The only trouble I know of that has been verified is a photographer taking deposits for prints and not delivering.  The usual cause of that is charging a real low price then running out of money before the job is done and not having the capital to eat the loss.  I've heard all kinds of stories about wedding photographers being sued, but I don't even know the name of a single bride or photographer who has been involved in any litigation.  I think a lot of the stories are made up by insurance salesmen.

The other thing is I don't think you could be successfully sued for "poor quality".  That would be too subjective.  On the other hand if somewhere in the process you "lost" all the pictures and had nothing to deliver, you may.  In all my agreements the client must agree that for whatever reason my liability is limited to money paid.


----------



## raptorman (Feb 3, 2010)

ChasK said:


> The other thing is I don't think you could be successfully sued for "poor quality".  That would be too subjective.



I know many cases where "professionals" have been succesfully sued for poor quality, why would it be any different for photographers?


----------



## ChasK (Feb 3, 2010)

Can you give me one?  Cause & case #.


----------



## c.cloudwalker (Feb 3, 2010)

Never been sued and hopefully it will remain so. But I have sued a few clients for misuse of the photos, non-payment and such things.

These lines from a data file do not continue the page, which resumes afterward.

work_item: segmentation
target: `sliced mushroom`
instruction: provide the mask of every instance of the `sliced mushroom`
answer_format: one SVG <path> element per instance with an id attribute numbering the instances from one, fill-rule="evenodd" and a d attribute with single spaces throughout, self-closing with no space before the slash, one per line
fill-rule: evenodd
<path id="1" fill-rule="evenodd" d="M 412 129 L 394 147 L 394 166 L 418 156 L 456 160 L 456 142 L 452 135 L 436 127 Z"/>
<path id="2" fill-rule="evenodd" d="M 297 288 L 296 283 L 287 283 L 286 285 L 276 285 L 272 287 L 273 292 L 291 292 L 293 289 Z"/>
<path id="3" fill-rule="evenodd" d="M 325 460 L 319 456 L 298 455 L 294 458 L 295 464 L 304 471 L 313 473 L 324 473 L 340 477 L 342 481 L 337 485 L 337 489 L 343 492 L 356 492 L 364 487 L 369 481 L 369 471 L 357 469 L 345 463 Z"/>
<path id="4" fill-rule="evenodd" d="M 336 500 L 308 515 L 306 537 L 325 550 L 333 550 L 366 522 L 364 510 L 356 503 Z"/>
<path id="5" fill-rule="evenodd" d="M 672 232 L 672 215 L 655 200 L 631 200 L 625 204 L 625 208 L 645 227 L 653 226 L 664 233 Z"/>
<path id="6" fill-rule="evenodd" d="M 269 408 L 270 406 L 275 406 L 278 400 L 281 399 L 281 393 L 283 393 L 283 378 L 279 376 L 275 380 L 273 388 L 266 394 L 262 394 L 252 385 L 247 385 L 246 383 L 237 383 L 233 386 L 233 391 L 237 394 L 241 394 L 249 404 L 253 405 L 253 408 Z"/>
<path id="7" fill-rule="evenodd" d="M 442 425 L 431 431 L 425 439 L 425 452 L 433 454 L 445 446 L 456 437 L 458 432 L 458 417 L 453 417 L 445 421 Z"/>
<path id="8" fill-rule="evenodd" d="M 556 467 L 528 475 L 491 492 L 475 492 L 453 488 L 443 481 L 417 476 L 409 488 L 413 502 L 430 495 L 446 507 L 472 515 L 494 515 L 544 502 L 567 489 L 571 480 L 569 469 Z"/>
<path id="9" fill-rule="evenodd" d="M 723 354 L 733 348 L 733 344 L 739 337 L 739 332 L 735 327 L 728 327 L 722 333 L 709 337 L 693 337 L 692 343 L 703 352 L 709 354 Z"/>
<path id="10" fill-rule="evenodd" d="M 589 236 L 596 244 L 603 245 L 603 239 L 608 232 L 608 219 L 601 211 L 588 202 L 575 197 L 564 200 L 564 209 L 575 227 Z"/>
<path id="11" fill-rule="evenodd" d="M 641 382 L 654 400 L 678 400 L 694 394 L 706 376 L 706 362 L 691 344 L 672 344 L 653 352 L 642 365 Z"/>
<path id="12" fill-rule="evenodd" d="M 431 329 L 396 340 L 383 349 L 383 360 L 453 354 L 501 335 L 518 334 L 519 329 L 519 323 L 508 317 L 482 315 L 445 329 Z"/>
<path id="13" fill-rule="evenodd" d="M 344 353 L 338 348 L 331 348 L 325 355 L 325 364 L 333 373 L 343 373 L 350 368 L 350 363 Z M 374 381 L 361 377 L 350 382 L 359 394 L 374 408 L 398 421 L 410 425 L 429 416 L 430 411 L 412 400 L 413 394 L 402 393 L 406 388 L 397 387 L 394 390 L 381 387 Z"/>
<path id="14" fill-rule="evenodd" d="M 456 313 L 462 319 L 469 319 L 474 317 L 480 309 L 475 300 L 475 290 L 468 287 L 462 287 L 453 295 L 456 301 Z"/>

I have had to go to court only once as every other case was resolved before it got to court.

Knowing as much of the law as possible and having the right lawyer is very important.


----------



## ChasK (Feb 3, 2010)

I'm sorry.  I misunderstood your question.  A doctor or lawyer being sued for malpractice is entirely different than "poor quality".  Not that some photographers shouldn't be sued for poor quality.  How would measure quality?  Example, I took some toddler pictures the technical quality was ok, I've shot race cars that move slower,  the expressions posing every thing was crap.  I was ashamed to show them.  I wanted to re-shoot.  The Mother & Grandmother arrived and before I could say anything they began praising the proofs to no end.  While I thought they were awful, these were the best the kid had done to that time.  Conversely I've had shots I was really proud of just to have the customer pick them apart.  So how would you measure quality?  And if you had a customer who was unhappy with your work, would you let it go until they had to sue to get a response?  Most reasonable people will come to an agreement long before it gets to lawyer land.  Unreasonable people usually don't fair very well in court.  Being sued is usually a last resort.


----------



## Johnboy2978 (Feb 3, 2010)

So how did you address that disparity in perceptions of quality where you thought they were awful and they adored them and vice versa?


----------



## ChasK (Feb 3, 2010)

Why would I, and to what end, it simply is what it is.


----------